Despite the small differences in calculated effective doses in the current study, segmented volumes of organs with low contrast to the surrounding tissues, e.g., the pancreas, showed large differences between the manual and AI-based method assessed by the Jaccard similarity coefficient (see Table 1), sometimes even 0.0 indicating no overlap between the differently segmented organ volumes (see Supplemental Fig. 1). The reason for this can be explained two-fold: (1) the contribution of the pancreas to the overall effective dose is small compared to the contribution of all other organs, and (2) there is no clear high uptake of the radiotracer in the pancreas, and thus, larger errors in segmentation will have a minor effect on the effective dose as the contribution from the pancreas, because of low uptake, is small. This behavior was previously confirmed by E. Trägård et al. [14], where they explain that the size of the segmented organ plays a role in the obtained coefficients. The smaller the organ, the more difficult the automated segmentation, i.e., the voxels located at the edge of an organ are difficult to assign to a certain tissue type (e.g., assign to one organ or the other), whereas voxels inside the organ, away from the edge, are easier to classify. Therefore, a higher Jaccard similarity coefficient was expected for large and distinctive organs such as the lungs. However, due to unclear reasons, the AI-based method had trouble capturing the entire organ; an illustrative example is added in Supplemental Fig. 2.

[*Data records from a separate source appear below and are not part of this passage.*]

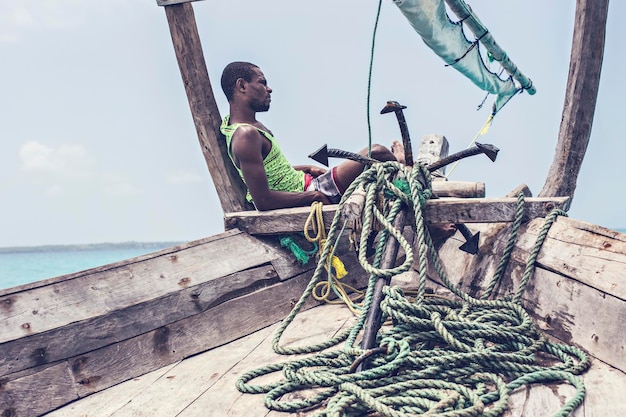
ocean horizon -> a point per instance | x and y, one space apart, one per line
25 264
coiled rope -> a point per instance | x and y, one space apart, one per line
441 357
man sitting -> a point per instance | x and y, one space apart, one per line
271 180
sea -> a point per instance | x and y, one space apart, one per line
22 265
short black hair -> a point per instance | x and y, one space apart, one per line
232 72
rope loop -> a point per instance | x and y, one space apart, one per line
456 356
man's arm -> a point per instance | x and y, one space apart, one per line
247 148
312 170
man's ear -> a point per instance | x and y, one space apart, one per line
240 84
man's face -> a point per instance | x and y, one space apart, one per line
259 94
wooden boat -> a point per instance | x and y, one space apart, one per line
169 333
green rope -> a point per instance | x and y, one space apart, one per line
302 256
369 77
445 357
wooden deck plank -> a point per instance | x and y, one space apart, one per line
112 364
204 385
107 402
25 313
588 253
225 400
444 210
581 304
119 325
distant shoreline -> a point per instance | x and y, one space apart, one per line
88 246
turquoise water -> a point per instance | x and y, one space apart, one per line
21 267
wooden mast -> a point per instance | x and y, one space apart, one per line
580 97
206 116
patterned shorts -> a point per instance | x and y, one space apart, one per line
327 185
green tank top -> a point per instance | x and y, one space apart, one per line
281 176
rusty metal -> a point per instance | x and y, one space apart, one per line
397 108
489 150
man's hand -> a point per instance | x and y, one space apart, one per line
312 170
321 197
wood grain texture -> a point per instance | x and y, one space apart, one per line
229 186
444 210
577 291
120 286
581 94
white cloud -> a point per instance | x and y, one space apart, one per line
26 15
183 177
20 17
71 170
70 160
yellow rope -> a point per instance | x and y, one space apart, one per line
323 290
483 130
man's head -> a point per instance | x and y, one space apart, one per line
246 81
232 72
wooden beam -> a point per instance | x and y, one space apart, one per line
448 210
171 2
229 186
580 97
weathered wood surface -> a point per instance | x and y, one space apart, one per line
172 2
581 95
94 329
578 291
206 115
204 385
459 189
444 210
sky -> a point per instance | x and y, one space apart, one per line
97 143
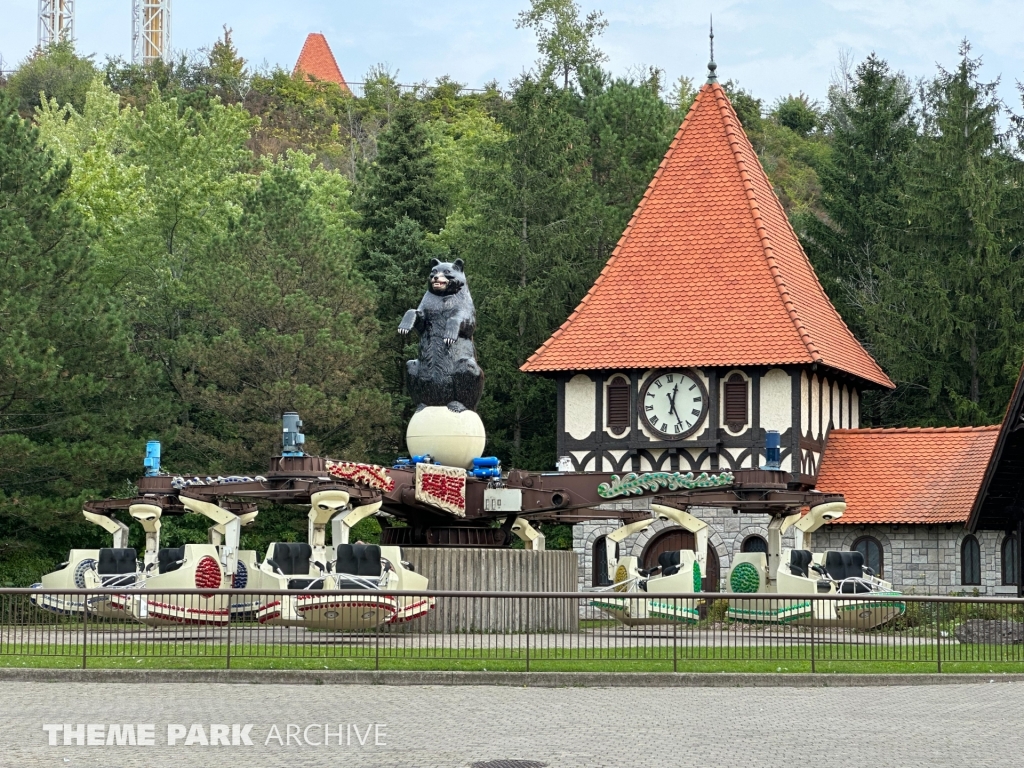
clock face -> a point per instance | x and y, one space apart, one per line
673 403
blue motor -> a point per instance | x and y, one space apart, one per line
773 451
486 467
152 461
292 438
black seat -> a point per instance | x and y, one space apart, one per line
669 562
800 561
356 559
841 565
170 558
117 561
117 566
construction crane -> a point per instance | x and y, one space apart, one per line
56 22
151 31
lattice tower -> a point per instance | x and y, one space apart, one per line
56 22
151 31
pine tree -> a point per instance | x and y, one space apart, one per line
530 255
948 320
862 182
74 401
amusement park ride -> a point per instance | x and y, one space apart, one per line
448 496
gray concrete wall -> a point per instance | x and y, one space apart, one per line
497 570
925 559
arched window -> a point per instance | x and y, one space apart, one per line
619 404
870 548
599 562
734 402
970 561
1011 565
754 543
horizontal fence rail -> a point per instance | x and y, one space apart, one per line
509 631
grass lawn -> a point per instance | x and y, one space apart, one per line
830 658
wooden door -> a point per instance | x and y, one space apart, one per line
673 540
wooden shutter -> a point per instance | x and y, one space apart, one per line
735 402
619 406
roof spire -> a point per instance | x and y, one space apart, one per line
712 76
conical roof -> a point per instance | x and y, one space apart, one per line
316 60
708 272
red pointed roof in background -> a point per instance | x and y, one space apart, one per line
708 271
316 60
909 475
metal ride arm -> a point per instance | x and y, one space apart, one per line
323 507
342 524
814 519
147 516
228 522
617 536
531 538
117 528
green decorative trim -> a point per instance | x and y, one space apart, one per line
634 484
744 578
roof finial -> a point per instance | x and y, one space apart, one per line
712 76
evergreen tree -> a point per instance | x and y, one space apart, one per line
948 318
283 322
862 184
630 129
401 181
531 255
74 401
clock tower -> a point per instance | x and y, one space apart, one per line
708 328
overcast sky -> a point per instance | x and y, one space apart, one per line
772 48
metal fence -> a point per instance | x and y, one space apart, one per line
510 631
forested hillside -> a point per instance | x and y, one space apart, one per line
186 251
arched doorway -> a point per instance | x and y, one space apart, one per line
675 539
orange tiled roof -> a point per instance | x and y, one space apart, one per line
708 271
906 475
317 60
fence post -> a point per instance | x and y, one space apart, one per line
675 640
813 664
527 634
228 650
85 628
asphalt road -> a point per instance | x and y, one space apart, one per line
450 726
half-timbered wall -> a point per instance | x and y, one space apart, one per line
800 403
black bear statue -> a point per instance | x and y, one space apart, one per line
445 372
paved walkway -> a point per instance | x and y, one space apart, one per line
442 727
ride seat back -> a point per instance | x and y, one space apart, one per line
800 561
669 562
170 558
117 561
345 559
292 559
369 556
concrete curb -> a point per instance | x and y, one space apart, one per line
511 679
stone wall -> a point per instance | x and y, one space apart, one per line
925 559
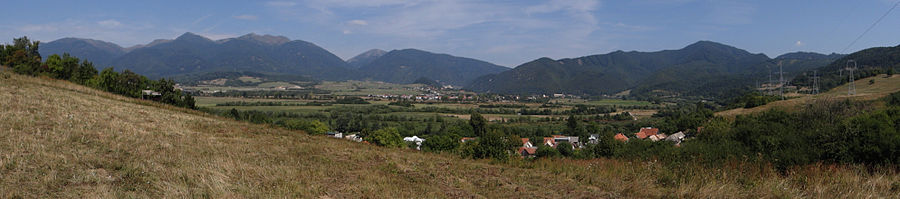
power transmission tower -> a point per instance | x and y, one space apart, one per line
851 86
769 83
781 80
815 82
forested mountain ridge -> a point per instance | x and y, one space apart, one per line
704 68
192 53
408 65
101 53
619 70
869 62
365 58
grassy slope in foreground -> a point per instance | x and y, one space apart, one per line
60 140
65 140
883 86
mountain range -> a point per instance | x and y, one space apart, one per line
192 54
704 68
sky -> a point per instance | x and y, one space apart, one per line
504 32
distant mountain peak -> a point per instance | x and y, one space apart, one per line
365 58
266 39
189 36
707 44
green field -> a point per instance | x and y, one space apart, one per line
615 102
358 88
274 84
202 101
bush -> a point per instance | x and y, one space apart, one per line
388 137
546 151
565 149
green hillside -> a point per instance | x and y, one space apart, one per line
62 140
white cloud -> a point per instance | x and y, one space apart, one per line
215 36
731 13
246 17
109 23
281 3
37 28
358 22
469 28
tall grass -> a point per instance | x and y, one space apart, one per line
61 140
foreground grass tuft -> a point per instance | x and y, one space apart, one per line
61 140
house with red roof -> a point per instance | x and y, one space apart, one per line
526 143
646 132
527 151
620 137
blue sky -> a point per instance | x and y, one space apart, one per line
505 32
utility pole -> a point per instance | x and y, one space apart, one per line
851 86
815 82
781 80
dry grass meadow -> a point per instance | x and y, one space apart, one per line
882 86
60 140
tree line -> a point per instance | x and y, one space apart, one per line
23 57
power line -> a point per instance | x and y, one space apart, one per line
870 27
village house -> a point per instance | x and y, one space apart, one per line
416 140
353 137
549 142
150 95
527 151
570 139
334 134
621 137
658 137
594 139
646 132
677 138
526 143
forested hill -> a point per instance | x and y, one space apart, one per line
704 68
618 71
408 65
869 62
192 53
365 58
101 53
195 54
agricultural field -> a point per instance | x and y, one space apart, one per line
881 85
364 88
614 102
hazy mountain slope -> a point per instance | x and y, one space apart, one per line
69 141
674 70
101 53
365 58
192 53
405 66
869 62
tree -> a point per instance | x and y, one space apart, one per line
546 151
492 145
108 79
85 72
443 142
235 114
389 137
565 149
315 127
478 124
54 62
571 125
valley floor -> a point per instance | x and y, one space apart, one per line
61 140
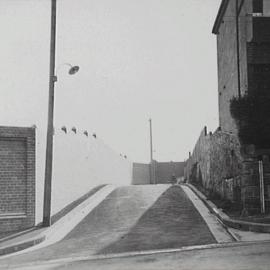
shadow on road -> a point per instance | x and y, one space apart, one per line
172 222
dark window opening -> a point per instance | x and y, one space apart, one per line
259 77
257 6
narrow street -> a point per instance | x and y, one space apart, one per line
131 218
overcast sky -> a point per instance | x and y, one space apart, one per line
138 59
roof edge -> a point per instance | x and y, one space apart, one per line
220 15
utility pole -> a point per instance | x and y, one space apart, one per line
151 142
152 165
49 145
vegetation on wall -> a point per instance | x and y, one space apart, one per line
252 115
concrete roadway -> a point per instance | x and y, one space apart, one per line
142 218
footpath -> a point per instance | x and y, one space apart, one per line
37 236
240 228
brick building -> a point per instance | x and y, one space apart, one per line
17 178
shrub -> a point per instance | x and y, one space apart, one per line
252 115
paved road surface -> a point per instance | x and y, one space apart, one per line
244 257
131 218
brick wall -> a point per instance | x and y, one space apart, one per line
17 178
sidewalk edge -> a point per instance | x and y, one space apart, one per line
48 232
225 219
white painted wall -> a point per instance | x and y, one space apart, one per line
79 164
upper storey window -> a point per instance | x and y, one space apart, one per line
261 6
258 6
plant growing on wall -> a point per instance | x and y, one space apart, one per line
252 115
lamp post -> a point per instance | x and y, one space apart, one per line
49 144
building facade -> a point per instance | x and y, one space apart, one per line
226 162
243 52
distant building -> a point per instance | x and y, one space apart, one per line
242 28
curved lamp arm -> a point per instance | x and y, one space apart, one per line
72 70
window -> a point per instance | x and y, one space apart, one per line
257 6
266 7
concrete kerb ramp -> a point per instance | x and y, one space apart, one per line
46 236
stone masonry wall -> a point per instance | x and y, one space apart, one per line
17 178
215 163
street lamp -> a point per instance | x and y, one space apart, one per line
49 145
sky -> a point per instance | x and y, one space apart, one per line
138 59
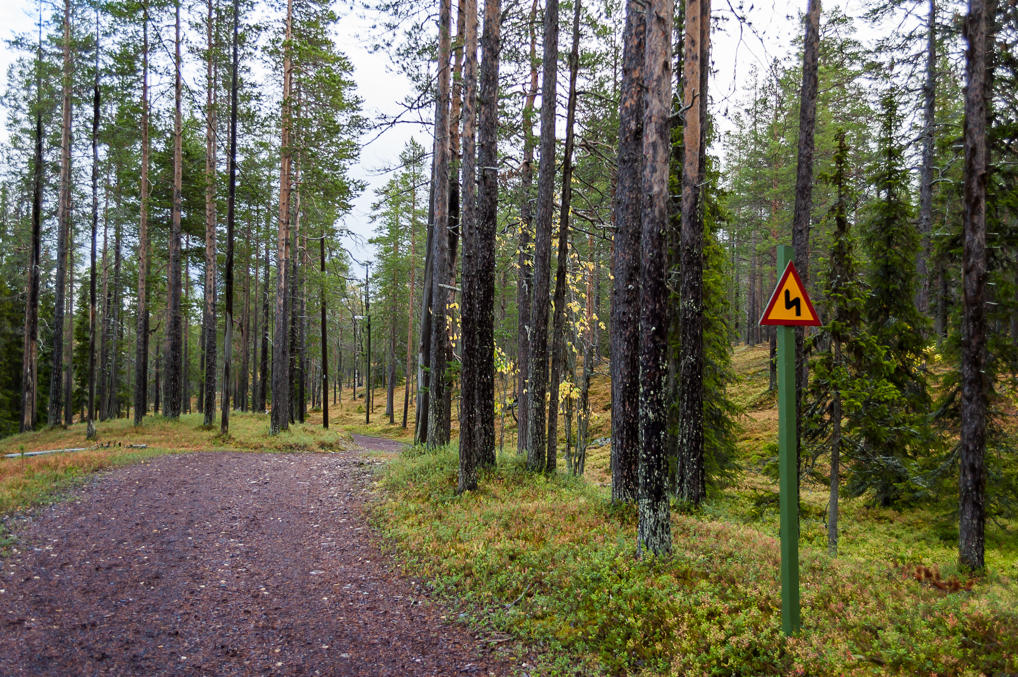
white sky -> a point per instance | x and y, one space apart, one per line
774 27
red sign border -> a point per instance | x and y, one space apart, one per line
790 270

The low-dose CT dataset used in the current study showed streak artifacts in some cases. Example images, including whole organ segmentations, are shown in Fig. 4. These were the cases in which the pancreas was not accurately segmented by the AI-based tool, but also the kidneys, liver, and the spleen showed differences in segmented volume. These volumetric differences did not lead to inaccurate effective dose estimates in this small dataset. However, for smaller or other antibody moieties, accuracy and precision of organ segmentation may be more critical to obtain reliable dose estimates. The developers of the tool confirmed that in the training set of the CNNs, no image artifacts, such as streak artifacts observed in our data, were included. To overcome these issues in future work, a convolutional neural network could be trained to handle these data, including streak artifacts. At this time, we recommend that AI-based segmentations should be supervised by an observer and corrected when needed. Nonetheless, with respect to manual delineation, a considerable amount of time can be saved by supervised AI-based whole organ segmentation.

Conclusion

With the continuous introduction of novel radiotracers, whole-body effective doses can be assessed rapidly and efficiently through a readily available online AI-based organ segmentation tool (using low-dose CTs) as a dosimetry pre-processing step.